Say the number of calls made by AT&T customers averages about 10 per phone line a day. If the NSA has access to five years of AT&T calls, its alleged database would contain about 150 terabytes of call records. Compare that with the largest commercial databases. As of late last year, Wal-Mart stored about 583 terabytes of data in a massively parallel, 1,000-processor NCR Teradata data warehouse, and it was adding a billion records a day.

Heavy-Duty Management

Any database software the NSA might be using would need vast amounts of storage and heavy-duty data management capabilities. Surveys by Winter Corp., a database consulting firm, have found that the largest databases are tripling in size every two years. "It's got to be able to load huge volumes of data rapidly and in a highly parallel way, and to search data in a highly parallel and efficient way," says company president Richard Winter.

A handful of commercial relational databases--from IBM, Oracle, Sybase, and Teradata--might be able to handle a vast volume of phone records, or the NSA could build such a database itself. AT&T, for example, has contracts with Teradata and IBM, but the carrier's big Daytona database was developed internally.

More powerful servers, falling storage prices, and new search and data mining techniques are all working in the NSA's favor. "Ten years ago, you couldn't have accomplished the same thing," Winter says. "It would have been too expensive to put all the information online, and we didn't have the systems capable of searching and mining at high speed."

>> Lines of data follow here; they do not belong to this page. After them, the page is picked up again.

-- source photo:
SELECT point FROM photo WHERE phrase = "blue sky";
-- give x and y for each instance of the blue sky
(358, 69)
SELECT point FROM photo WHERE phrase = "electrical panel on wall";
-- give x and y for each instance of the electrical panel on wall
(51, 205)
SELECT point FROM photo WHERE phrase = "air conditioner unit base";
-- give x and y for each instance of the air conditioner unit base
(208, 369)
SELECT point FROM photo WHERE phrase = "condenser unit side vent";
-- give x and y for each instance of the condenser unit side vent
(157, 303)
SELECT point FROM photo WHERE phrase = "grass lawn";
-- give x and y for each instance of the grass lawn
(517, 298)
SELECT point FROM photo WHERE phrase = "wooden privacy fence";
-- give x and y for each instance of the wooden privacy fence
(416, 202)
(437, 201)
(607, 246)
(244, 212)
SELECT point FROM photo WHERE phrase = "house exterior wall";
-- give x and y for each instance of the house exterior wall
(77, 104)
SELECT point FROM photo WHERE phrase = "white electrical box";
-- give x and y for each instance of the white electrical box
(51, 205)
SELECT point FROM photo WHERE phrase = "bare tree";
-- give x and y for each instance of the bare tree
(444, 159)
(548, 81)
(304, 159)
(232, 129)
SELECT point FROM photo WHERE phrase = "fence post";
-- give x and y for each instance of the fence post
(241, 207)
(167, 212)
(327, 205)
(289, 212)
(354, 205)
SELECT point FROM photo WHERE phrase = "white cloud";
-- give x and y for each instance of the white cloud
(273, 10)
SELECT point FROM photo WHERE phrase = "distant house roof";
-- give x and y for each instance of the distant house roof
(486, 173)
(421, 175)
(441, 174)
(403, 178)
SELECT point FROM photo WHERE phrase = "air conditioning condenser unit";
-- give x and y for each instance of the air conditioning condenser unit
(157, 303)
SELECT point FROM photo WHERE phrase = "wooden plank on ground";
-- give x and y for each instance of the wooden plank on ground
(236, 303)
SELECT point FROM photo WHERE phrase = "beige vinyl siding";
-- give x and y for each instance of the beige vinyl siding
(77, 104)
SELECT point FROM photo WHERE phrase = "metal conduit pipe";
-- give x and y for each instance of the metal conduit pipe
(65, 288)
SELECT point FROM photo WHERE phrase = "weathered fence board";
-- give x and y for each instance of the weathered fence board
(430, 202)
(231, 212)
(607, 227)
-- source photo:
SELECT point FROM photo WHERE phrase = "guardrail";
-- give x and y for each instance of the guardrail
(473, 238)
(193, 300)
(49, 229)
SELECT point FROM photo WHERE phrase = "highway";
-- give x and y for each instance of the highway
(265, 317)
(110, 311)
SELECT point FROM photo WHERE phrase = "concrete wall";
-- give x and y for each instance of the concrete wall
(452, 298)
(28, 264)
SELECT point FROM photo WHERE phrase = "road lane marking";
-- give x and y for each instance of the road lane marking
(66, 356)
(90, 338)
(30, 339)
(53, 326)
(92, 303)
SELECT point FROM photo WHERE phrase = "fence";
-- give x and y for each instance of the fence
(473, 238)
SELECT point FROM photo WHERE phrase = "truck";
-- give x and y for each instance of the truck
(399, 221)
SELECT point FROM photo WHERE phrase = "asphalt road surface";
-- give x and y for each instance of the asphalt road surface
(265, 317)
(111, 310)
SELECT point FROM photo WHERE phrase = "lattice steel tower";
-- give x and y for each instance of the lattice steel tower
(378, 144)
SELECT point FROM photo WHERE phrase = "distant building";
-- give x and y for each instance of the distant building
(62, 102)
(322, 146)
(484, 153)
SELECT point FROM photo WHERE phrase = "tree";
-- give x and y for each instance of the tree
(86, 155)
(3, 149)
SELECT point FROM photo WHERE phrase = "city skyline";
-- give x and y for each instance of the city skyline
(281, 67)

Still, it's questionable how successful the NSA could be mining data on just some of the calls made within the United States. More than 1,000 wireless carriers, Internet service providers, rural phone companies, voice-over-IP service providers, and long distance companies handle phone calls. For a complete picture, the NSA would need to draw in much of that data, and the more data, the bigger the task. "The history of the intelligence community is information glut," says Mark Pollitt, a former FBI agent and an adjunct professor at Johns Hopkins' School of Professional Studies in Business and Education. "We're good at collecting stuff, but how do you figure out if any of it is any good? This is perhaps the toughest issue with regard to counterterrorism."